Ik kon het maar niet aanvaarden.

Ik verzette me ertegen, deed alsof het niet was gebeurd.

Wat zong Frank Boeijen ook weer?

Zeg me dat het niet zo is, zeg me dat het niet waar is…

Ik was ook heel boos – omdat dit gebeurd was.

Het was net of er een steen in mijn hart zat,

of liever, of mijn hart zelf een steen was,

of nee, nog erger, een klomp ijs.

Zo koud en hard voelde het hierbinnen…

Maar op een nacht droomde ik.

Ik droomde van mijn vriend.

Dat we samen aan het fietsen waren door Frankrijk,

zoals we vroeger zo vaak in onze vakanties hadden gedaan.

We reden door een zonnig heuvellandschap met gele zonnebloemvelden.

Het was prachtig…

We zeiden niets.

Alles was heerlijk stil.

Er gebeurde verder niets – dan dat fietsen door de zon…

Toen werd ik wakker.

Heel langzaam werd ik wakker en het was net of nog in die zon bleef.

Het was net of die zon in mijzelf zat.

Of hij mij van binnen uit verwarmde.

Want waar mijn hart zat voelde ik een warme gloed

in plaats van dat harde brok ijs.  

En ik wist zeker dat alles goed was met mijn vriend…’

 

Lezingen:

 

Hooglied 8:6b  (eigen vertaling WJ)

‘Een fel brandend vuur is de liefde,

vlammen van de Ene.’

 

Lukas 24:28-32 (NBV)

(Voorafgaand: Twee leerlingen van Jezus op weg naar Emmaüs.
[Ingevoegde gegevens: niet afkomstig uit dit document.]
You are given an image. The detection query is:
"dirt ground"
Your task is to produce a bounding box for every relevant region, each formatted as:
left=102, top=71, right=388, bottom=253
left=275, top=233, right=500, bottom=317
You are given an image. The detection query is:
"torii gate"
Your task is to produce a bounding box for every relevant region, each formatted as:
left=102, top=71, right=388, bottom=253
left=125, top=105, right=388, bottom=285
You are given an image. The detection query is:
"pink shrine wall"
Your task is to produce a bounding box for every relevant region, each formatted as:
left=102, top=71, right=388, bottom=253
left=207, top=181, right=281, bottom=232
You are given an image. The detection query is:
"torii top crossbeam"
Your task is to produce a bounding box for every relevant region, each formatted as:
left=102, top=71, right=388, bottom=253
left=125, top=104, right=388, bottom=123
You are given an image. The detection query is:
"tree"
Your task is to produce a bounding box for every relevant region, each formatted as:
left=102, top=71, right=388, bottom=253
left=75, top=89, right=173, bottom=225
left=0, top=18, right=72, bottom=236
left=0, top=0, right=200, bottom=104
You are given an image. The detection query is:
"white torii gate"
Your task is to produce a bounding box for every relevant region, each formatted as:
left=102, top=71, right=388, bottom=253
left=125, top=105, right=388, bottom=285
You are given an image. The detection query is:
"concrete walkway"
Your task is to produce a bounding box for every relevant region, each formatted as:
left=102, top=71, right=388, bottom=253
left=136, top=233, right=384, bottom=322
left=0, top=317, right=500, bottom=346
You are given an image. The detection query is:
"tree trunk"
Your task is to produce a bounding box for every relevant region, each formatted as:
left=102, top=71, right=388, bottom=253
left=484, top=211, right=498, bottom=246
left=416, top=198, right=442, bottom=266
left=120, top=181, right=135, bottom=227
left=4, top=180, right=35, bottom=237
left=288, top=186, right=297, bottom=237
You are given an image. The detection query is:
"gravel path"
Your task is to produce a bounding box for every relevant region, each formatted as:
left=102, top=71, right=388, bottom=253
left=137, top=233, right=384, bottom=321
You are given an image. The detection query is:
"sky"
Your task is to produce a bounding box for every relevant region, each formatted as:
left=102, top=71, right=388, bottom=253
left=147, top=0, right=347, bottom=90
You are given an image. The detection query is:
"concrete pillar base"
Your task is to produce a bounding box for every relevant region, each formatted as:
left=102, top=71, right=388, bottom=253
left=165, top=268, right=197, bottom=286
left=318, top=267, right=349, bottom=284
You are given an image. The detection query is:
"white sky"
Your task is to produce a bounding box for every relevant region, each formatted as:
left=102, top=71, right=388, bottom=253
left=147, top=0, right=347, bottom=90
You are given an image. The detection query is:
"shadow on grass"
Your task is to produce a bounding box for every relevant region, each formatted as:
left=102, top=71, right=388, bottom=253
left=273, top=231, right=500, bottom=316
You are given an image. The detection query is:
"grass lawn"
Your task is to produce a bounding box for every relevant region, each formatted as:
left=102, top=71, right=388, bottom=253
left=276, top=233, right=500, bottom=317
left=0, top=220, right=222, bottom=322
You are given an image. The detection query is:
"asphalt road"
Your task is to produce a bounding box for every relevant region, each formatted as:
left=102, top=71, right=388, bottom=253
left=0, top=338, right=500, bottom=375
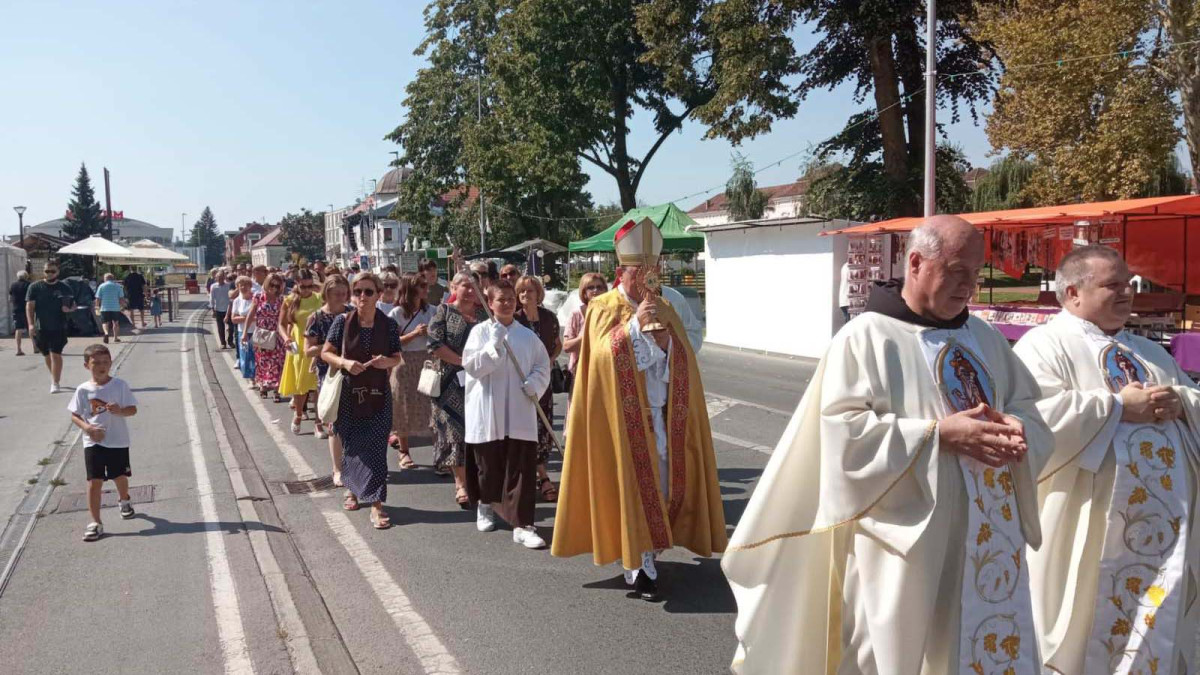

Ze praten over de schokkende dingen die de afgelopen dagen in Jeruzalem zijn gebeurd. Dan komt hen een vreemdeling achterop. Zij blijven op hem staan wachten met sombere gezichten. De vreemdeling begint hen uit te leggen, aan de hand van de oude geschriften, waarom de dingen moesten gaan zoals ze zijn gegaan. Ze hangen aan zijn lippen. Dan: …)

 

Fragment uit ‘De komst van Joachim Stiller’ van Hubert Lampo:

‘Uit het schemerdonker kwam rustig een slanke, gladgeschoren man in een lichtgrijs tweedpak tevoorschijn. […] Ik zou gezworen hebben dat hij van joodsen bloede moest zijn, zijn blonde haren ten spijt en hij bewoog zich met een zo rustige en vanzelfsprekende volmaaktheid, dat ik plots aan een engel moest denken. […] Deze man kon geen vijand zijn, alleen een vriend kon hij zijn […]. Ofschoon ik slechts naar de vreemdeling kon staren voelde ik naast mij de haast tastbare aandacht van mijn metgezellen, alsmede hun verbazing, als eens de verbazing van de twee te Emmaüs.’

 

 

Meditatie: In vuur en vlam

Lieve mensen,

ze zijn niet te tellen, de verhalen die ik heb gehoord

over verschijningen van gestorven geliefden,

soms in een droom, zoals in het verhaal dat ik net vertelde,

soms zomaar ineens overdag, uit het niets.

‘Je zult het niet geloven,’ zei een vrouw, een nuchter no nonsense-type,

‘maar elke keer als ik in de kerk ben komt Jaap naast me zitten…

Jaap is mijn overleden broer… en zingen dat ie doet!

Ik zeg: Jaap, joh, kan het wat rustiger, maar hij luistert niet.

Hij zingt alleen maar.’…  

Ik wil er in ieder geval één ding over kwijt, en dat is

dat ik ze serieus neem, die verhalen.

Ik zal ze nooit afdoen als illusie of wensdroom.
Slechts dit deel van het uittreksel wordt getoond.